In response, Ms. Zhang does not present any evidence to refute TEA's arguments. Rather, she asserts that TEA cannot contradict a perceived admission it made in its Answer to her Complaint. Dkt. No. 61 at 25 (citing Dkt. No. 9 ¶ 4.60). Ms. Zhang's argument fails. While TEA does appear to have made a qualified admission as alleged, it also categorically denied an essentially identical allegation in the same document. Compare Dkt. No. 9 ¶ 4.60, with id. ¶ 13.4. Taking into account this internal inconsistency, coupled with the fact that the specific admission-“that as a result of [Ms. Zhang's] failure to perform her work, [TEA] found it necessary to employee an individual . . . to perform the job requirements . . . [and] meet expectations....[who] was a Caucasian male” (id. ¶ 4.60)-the Court finds that TEA's qualified admission is not entirely inconsistent with the evidence it has presented to support its summary judgment motion. Thus, it is not enough for Ms. Zhang to simply rely on this single internally inconsistent admission to raise a dispute of material fact for trial, especially in light of the undisputed evidence put forth by TEA.

Although not presented in support of her prima facie case, Ms. Zhang asserts some additional arguments attempting to raise an inference that Asian employees were generally treated unfavorably as compared to non-Asian employees. Dkt. No. 61 at 29 (arguing that TEA's stated reason for her termination was pretext for racial animus). Even taking these arguments into consideration, they fail because Ms. Zhang does not present any evidence to establish that the alleged unfavorable treatment involved “similarly situated” employees. Campbell v. Haw. Dep't of Educ., 892 F.3d 1005, 1016 (9th Cir. 2018) (sustaining finding that plaintiff failed to establish prima facie case of discrimination where “the record is almost completely silent as to whether the [alleged disparate] treatment . . . was shared by others in materially similar circumstances”). Further, the only evidence she offers to support this argument is that she “personally observed a pattern of TEA treating other Asian employees unfairly.” Dkt. No. 61 at 29. The only record citation she provides is to her own declaration submitted in support of her opposition (id.), which is insufficient to raise a dispute of fact, especially since both of the “other Asian employees” she specifically identifies as having been discriminated against have submitted declarations in support of TEA's motion that contradict Ms. Zhang's claims (Dkt.

Nos. 53-54). See Scott v. Harris, 550 U.S. 372, 380 (2007) (“When opposing parties tell two different stories, one of which is blatantly contradicted by the record, . . . a court should not adopt that version of the facts for purposes of ruling on a motion for summary judgment.”); see also Nigro v. Sears, Roebuck & Co., 784 F.3d 495, 497 (9th Cir. 2015) (“The district court can disregard a self-serving declaration that states only conclusions” uncorroborated by other admissible factual evidence). Ms. Zhang fails to raise a dispute of material fact as to this element. TEA therefore has shown that she would be unable to meet her burden of proof to establish a prima facie case of race/national origin discrimination as a matter of law.

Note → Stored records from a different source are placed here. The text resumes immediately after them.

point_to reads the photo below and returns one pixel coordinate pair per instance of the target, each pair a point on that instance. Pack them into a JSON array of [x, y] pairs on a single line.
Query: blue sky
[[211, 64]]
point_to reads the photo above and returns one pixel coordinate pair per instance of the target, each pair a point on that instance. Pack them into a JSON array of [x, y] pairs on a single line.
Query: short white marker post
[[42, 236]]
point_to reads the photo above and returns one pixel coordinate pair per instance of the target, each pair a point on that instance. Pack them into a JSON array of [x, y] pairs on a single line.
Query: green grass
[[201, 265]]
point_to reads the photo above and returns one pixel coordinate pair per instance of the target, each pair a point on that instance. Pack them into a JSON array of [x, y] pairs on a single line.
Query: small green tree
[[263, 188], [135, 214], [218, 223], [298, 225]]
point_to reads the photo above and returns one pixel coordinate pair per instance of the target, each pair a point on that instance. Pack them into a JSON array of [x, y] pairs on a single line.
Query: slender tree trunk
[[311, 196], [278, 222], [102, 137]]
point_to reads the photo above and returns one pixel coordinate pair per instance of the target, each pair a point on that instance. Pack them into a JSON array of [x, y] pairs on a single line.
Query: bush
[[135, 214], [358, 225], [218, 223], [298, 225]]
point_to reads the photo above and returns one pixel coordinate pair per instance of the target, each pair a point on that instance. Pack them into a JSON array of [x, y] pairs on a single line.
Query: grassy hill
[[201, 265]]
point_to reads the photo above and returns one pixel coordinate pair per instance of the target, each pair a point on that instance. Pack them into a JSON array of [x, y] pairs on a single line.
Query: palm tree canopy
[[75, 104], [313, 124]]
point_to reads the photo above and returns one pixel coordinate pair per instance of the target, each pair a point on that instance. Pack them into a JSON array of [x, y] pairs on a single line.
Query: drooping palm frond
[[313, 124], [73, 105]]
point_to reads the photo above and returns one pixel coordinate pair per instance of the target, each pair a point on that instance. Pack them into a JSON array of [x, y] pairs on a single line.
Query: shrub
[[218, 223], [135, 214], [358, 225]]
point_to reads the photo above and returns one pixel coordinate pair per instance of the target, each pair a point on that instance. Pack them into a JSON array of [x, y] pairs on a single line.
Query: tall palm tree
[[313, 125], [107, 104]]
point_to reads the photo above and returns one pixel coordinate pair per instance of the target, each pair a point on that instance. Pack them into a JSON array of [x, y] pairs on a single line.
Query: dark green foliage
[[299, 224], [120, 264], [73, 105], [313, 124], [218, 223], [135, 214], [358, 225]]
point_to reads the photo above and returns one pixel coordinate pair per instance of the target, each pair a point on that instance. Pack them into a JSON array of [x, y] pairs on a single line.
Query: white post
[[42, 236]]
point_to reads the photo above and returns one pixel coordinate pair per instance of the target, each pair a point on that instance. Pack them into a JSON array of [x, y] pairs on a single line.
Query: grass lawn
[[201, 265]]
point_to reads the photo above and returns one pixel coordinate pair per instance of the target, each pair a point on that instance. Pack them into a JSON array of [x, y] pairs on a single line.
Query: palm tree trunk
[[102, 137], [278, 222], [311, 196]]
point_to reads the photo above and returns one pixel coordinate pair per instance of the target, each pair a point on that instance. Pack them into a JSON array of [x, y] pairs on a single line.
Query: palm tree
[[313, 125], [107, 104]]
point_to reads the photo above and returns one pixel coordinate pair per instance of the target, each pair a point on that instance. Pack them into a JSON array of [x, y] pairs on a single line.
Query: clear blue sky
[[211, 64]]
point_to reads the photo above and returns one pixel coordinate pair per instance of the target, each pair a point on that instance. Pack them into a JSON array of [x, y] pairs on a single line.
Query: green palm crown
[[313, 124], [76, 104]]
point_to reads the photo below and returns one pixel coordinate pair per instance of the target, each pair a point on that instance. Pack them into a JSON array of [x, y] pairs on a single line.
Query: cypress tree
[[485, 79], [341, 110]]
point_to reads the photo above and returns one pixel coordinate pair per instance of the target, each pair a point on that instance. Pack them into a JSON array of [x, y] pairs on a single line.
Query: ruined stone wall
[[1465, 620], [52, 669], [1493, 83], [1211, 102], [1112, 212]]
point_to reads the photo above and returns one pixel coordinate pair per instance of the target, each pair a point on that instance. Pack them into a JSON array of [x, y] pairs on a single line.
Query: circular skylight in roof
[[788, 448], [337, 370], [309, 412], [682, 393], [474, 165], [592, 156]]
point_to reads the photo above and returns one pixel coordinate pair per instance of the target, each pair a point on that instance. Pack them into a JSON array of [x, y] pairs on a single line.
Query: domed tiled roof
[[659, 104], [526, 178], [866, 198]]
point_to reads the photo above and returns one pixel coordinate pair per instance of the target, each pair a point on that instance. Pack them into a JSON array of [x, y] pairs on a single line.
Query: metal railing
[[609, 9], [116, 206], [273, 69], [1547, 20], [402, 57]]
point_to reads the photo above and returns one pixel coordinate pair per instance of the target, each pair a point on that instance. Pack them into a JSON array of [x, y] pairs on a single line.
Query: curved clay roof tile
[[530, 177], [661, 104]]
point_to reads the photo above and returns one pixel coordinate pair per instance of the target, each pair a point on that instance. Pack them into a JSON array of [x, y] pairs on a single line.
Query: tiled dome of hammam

Consequently, the Court GRANTS TEA's motion for summary judgment and DISMISSES Ms. Zhang's intentional race/national origin discrimination claims.

b. Gender Discrimination

Under Title VII, as amended by the Pregnancy Discrimination Act, gender discrimination is defined to “include, but [is] not limited to, [discrimination] because of or on the basis of pregnancy, childbirth, or related medical conditions; and women affected by pregnancy, childbirth, or related medical conditions.” 42 U.S.C. § 2000e(k). Similarly, a form of gender discrimination is recognized under WLAD if an employer “disadvantage[s] women because of pregnancy or childbirth” in the conditions of employment, including “bas[ing] employment decisions or actions on negative assumptions about pregnant women .... [failing to] provide a woman a leave of absence for the period of time that she is sick or temporarily disabled because of pregnancy or childbirth....[or not] treat[ing] a woman on pregnancy related leave the same as other employees on leave for sickness or other temporary disabilities.” WAC 162-30-020 .

In her motion, Ms. Zhang argues that she meets her burden for establishing a prima facie case of gender discrimination using either the direct evidence or McDonnell Douglas elements. Dkt. No. 50 at 23-26. In its opposition to Ms. Zhang's motion and its cross-motion, TEA argues that Ms. Zhang cannot establish a prima facie case of gender discrimination as a matter of law. Dkt. No. 59 at 12-16; Dkt. No. 52 at 18-22.

As to the McDonnel Douglas prima facie case elements, the Court notes that the Parties essentially raise the same arguments and point to the same evidence regarding the second element-whether Ms. Zhang can establish that she was qualified for the job-for her race/national origin discrimination and gender discrimination claims. See Dkt. No. 50 at 24-25; Dkt. No. 52 at 3-14; 22-23; Dkt. No. 60 at 2-5; Dkt. No. 59 at 13-15; Dkt. No. 61 at 7-9. For the same reasons stated in its prior discussion (see supra § III.A.2.a.ii), the Court finds a dispute of material fact exists as to whether Ms. Zhang can establish a prima facie case using the McDonnell Douglas elements.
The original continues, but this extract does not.